Sknox, one book I found very useful for 'serious' medieval style fantasy was By Sword and Fire, by Sean McGlynn, because I wanted to get a handle on the rationale behind mercy and cruelty in that sort of world and avoid straying too much from it.

Surprisingly, one bit of Kingdom Asunder that got singled out for praise by a reviewer was the discussion on morality about what to do with captives, which was very nice to receive. It can be tempting to just go down the medieval = brutality route, but that wasn't really true. A very harsh approach, in war, say, could encourage others to surrender immediately to avoid the same fate *or* drive people to resist absolutely because giving up later would mean torture/death for certain. The norms and schools of philosophy, religion, or culture in a medieval/fantasy world are very different from ours but they still inform the actions of thinking, intelligent (mostly) people. That can be handy for world-building too.
 
It can be tempting to just go down the medieval = brutality route

This makes me think of how the situation also changes the actions. Take Agincourt, where the English took many prisoners, but then executed all but the valuable ones after a secondary French force destroyed the baggage train leaving the English without the supplies to handle them.
 
For me a character can act or chose not to act.
For each choice there are benefits and consequences.
I try to look at both and evolve the story around those.

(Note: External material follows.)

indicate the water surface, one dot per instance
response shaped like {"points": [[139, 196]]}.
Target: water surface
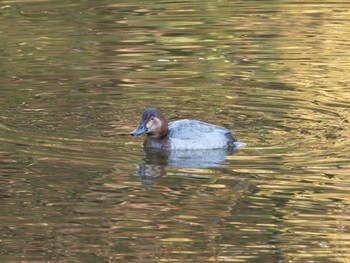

I often feel, when reading, that there is a focus on the consequences, because those seem to give the greatest challenge and generate some excitement; however sometimes it's just too much to where for quite a while a character has too many consequences thrown at them all at once and all the time. There should be some balance between the two otherwise it's like a slasher movie; where everything goes bad for the good guys until they squash the great evil--then it's all quiet and they look around to see who is left.
 
>By Sword and Fire, by Sean McGlynn
I haven't read that one. From the description and ToC, he looks pretty much only at famous slaughters, which of course isn't going to give much of a balanced account. As a corrective to a romanticized version of chivalry, such books are good though. But I find early modern violence even more horrific (Simplicissimus, by Grimmelstein, e.g.) and modern violence downright epic in both scale and cruelty. Better tech.
 
Sknox, to be fair, any book short of a tome would have to decide what to include and what not to. And it did provide me with exactly what I was after, which was some insight into a medieval mindset relating to brutality/mercy in a war setting.